How to Merge Regions in Multiple BED Files
In bioinformatics, you often need to merge the overlapping or book-ended genomic intervals into contiguous regions from the two or more BED files for genomic data analysis.
You can use various tools such as bedtools and bedops to merge two or more BED files.
Method 1: Using bedtools
If you have few BED Files:
cat file1.bed file2.bed | bedtools sort | bedtools merge > merged.bed
If you have many BED Files:
cat *.bed | bedtools sort | bedtools merge > merged.bed
Method 2: Using bedops
bedops --merge file1.bed file2.bed file3.bed > merged.bed
The following practical examples demonstrate how to use bedtools and bedops to merge multiple BED files.
Example 1: Using bedtools
bedtools can be used for overlapping or book-ended genomic intervals from the multiple BED files.
For example, you have the following three bed files (file1.bed, file2.bed, and file3.bed)
cat file1.bed
chr1 10 100
chr1 400 500
cat file2.bed
chr1 50 200
chr1 600 700
cat file3.bed
chr1 100 200
chr1 150 300
chr1 500 600
Now, merge the overlapping or book-ended genomic intervals from these three BED file
cat file1.bed file2.bed file3.bed | bedtools sort | bedtools merge > merged.bed
cat merged.bed
chr1 10 300
chr1 400 700
In above example, we used cat command to pipe the output to bedtools merge to merge the overlapping genomic intervals.
The merged output is saved in the merged.bed file.
bedtools merge command requires a sorted BED file by chromosome and start position. Please read this article on how to sort BED file effectively.Example 2: Using bedops
bedops can be used for merging overlapping genomic intervals into contiguous regions from the multiple BED files.

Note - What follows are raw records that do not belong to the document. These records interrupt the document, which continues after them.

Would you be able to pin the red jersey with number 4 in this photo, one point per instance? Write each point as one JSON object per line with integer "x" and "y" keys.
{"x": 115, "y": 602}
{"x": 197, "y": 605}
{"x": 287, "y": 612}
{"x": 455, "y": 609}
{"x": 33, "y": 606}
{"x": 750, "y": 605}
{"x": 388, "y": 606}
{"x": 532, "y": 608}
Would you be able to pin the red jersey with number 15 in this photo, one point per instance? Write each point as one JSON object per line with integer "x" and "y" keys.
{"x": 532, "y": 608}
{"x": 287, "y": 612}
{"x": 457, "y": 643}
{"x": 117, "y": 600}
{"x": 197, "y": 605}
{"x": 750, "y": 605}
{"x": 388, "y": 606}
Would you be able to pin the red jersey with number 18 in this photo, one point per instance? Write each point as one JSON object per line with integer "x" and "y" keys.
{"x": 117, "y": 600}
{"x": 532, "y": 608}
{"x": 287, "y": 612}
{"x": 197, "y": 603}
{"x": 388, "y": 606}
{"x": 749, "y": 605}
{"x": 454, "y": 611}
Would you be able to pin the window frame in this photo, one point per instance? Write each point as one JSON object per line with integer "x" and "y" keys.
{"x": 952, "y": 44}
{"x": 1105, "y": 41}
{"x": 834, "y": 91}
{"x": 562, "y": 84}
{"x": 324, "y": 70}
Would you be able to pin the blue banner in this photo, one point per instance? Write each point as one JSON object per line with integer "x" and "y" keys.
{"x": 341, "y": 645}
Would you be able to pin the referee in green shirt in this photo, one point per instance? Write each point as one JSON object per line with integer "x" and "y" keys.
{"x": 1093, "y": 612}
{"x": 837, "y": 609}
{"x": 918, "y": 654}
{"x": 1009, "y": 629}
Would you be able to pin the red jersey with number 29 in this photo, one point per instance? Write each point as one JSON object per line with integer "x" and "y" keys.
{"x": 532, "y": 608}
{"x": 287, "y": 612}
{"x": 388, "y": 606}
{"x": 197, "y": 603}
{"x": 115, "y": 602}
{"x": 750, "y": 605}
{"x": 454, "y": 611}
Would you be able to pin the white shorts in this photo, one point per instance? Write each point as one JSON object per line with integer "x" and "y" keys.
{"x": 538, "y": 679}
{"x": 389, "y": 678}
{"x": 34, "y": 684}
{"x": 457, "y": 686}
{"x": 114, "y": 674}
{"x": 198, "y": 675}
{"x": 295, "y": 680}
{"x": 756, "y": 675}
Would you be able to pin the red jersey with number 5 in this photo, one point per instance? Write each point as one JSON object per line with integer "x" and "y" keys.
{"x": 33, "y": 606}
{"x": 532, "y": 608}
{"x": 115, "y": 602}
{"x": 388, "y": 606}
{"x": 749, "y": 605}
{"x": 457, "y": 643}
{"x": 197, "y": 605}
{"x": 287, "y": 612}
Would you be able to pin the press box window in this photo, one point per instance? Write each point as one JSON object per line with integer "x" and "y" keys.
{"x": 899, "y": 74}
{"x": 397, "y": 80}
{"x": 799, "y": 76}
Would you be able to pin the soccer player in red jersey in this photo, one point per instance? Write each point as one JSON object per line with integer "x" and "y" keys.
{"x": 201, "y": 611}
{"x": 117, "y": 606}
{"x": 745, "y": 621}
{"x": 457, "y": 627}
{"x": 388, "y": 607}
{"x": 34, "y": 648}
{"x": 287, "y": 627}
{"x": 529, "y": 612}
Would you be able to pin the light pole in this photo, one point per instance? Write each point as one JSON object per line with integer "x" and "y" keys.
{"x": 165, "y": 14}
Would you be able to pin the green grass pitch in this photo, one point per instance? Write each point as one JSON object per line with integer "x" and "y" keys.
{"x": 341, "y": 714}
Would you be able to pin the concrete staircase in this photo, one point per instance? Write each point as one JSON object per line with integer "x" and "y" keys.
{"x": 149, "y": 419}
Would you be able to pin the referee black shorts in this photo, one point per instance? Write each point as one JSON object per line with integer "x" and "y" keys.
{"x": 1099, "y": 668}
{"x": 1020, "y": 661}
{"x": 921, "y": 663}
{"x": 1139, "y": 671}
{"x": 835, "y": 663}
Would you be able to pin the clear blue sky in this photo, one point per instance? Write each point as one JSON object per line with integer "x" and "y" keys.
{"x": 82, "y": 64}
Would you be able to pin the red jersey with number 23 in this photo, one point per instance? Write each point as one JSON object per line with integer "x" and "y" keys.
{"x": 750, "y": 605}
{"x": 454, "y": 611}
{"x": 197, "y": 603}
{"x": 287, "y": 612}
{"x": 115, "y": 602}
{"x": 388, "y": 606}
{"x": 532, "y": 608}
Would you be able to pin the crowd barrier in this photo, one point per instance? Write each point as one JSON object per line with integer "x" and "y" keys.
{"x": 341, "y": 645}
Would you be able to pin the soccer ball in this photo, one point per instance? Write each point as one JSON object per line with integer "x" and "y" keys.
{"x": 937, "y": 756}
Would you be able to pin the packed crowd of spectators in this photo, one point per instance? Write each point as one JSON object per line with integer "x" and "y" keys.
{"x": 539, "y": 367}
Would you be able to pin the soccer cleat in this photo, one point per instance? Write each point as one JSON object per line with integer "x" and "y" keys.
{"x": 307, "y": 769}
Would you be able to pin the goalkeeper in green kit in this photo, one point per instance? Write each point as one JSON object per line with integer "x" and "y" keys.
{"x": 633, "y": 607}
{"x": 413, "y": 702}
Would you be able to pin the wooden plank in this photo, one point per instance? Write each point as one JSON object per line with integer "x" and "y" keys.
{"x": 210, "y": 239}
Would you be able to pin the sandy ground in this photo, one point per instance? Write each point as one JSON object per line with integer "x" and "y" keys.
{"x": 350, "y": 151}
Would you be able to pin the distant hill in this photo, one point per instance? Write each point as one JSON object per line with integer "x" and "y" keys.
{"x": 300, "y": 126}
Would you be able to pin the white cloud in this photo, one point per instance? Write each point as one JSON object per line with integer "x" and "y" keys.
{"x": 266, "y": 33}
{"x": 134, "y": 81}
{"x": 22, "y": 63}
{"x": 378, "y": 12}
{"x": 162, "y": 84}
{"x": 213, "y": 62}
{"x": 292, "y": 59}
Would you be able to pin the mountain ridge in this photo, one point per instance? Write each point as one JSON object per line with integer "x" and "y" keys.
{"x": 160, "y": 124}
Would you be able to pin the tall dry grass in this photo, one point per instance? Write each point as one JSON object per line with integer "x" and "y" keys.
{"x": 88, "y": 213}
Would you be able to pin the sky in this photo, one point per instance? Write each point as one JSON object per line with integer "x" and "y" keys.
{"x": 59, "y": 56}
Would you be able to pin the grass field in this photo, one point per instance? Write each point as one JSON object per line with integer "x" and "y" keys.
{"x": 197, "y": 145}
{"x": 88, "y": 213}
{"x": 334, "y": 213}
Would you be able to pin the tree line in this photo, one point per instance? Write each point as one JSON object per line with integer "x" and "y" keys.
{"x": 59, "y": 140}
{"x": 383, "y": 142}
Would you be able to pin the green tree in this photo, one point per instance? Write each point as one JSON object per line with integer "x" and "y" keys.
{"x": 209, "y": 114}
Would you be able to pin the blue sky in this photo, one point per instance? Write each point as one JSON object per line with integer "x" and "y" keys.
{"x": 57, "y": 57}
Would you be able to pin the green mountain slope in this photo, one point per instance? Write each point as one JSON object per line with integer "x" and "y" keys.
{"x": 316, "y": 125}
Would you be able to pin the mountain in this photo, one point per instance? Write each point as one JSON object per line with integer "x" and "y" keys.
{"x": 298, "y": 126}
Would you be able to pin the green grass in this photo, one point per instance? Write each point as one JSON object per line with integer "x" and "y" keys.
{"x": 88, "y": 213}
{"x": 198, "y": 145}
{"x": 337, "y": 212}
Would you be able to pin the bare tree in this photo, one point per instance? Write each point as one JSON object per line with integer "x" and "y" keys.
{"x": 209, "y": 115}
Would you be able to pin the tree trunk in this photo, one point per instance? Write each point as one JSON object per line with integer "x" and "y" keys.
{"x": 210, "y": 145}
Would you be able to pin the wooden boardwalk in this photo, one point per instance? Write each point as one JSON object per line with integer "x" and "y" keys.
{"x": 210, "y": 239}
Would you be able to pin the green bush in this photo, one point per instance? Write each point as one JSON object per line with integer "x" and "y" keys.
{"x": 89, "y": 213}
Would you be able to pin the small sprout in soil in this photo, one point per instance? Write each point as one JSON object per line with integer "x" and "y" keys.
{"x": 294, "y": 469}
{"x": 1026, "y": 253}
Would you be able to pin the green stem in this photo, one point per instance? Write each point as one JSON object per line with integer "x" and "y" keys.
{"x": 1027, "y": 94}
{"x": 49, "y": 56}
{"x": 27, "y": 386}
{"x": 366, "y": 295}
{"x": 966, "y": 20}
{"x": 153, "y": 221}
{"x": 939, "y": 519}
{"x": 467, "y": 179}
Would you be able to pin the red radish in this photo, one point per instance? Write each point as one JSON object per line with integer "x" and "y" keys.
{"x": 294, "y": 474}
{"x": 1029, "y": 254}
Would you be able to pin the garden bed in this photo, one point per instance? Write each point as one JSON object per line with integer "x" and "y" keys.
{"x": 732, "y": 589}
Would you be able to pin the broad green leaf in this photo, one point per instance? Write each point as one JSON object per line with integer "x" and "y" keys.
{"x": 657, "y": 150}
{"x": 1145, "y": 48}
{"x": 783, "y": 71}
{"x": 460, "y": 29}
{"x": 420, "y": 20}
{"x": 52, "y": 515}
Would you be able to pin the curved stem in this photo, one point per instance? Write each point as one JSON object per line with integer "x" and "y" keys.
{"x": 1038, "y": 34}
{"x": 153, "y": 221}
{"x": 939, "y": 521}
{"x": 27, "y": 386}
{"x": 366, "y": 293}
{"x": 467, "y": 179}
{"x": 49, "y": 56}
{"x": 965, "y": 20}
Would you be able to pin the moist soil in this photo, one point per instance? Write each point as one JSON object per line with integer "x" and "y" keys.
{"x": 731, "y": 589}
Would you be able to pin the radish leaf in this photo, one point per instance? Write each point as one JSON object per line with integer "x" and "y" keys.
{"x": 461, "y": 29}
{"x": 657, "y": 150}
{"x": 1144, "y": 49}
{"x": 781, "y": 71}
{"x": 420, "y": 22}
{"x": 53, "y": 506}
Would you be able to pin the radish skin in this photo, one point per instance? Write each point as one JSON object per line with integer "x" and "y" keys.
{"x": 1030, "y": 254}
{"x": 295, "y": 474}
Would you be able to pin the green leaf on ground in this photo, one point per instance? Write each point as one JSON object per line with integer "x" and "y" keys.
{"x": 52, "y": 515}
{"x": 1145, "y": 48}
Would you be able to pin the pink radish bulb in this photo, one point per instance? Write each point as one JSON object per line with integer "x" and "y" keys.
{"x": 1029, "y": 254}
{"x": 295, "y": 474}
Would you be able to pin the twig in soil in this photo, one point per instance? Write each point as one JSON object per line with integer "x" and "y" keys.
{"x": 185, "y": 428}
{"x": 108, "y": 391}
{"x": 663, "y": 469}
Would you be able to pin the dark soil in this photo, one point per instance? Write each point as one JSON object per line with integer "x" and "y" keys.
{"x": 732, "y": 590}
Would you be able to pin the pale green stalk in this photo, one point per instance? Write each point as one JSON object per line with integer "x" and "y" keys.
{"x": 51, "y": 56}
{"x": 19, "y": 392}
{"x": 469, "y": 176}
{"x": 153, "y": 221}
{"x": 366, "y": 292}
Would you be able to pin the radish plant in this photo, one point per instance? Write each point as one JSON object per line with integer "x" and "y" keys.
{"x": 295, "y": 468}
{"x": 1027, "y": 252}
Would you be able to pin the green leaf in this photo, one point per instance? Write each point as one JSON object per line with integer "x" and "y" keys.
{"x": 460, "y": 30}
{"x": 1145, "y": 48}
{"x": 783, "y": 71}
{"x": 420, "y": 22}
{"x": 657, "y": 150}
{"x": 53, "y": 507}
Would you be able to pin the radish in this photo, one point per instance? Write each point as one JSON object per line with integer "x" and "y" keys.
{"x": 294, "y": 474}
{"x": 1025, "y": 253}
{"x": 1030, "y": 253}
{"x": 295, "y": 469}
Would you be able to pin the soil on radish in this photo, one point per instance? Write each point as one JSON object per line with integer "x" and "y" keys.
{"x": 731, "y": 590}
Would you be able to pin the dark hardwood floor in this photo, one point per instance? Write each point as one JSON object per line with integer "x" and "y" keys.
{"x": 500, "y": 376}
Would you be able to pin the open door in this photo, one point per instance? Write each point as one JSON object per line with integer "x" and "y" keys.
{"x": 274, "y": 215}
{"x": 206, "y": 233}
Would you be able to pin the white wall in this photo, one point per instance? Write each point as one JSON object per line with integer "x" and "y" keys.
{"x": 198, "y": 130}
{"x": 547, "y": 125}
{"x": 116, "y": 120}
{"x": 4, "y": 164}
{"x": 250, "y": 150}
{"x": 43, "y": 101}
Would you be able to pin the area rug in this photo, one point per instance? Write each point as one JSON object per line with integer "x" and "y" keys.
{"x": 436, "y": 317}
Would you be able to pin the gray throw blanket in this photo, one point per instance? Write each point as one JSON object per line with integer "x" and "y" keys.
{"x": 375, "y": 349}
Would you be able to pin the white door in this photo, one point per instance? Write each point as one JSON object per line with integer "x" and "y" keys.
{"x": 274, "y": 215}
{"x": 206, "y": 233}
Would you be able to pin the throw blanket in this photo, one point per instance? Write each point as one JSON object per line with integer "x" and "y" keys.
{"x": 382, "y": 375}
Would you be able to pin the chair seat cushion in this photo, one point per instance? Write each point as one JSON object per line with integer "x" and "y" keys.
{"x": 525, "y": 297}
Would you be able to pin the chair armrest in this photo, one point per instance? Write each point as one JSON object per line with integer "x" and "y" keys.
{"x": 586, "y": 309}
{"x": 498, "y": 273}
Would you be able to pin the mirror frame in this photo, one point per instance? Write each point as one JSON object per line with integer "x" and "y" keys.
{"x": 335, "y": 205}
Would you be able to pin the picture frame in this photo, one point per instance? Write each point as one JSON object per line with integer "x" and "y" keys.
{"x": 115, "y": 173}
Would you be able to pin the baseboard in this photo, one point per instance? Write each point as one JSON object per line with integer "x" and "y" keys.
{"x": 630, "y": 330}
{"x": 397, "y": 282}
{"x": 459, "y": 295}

For example, you have the following three bed files (file1.bed, file2.bed, and file3.bed)
cat file1.bed
chr1 10 100
chr1 400 500
cat file2.bed
chr1 50 200
chr1 600 700
cat file3.bed
chr1 100 200
chr1 150 300
chr1 500 600
Now, merge the overlapping intervals into contiguous region from these three BED file
bedops --merge file1.bed file2.bed file3.bed > merged.bed
cat merged.bed
chr1 10 300
chr1 400 700
In above example, we used bedops --merge command to merge the overlapping genomic intervals from three BED files into contiguous regions.
The merged output is saved in the merged.bed file.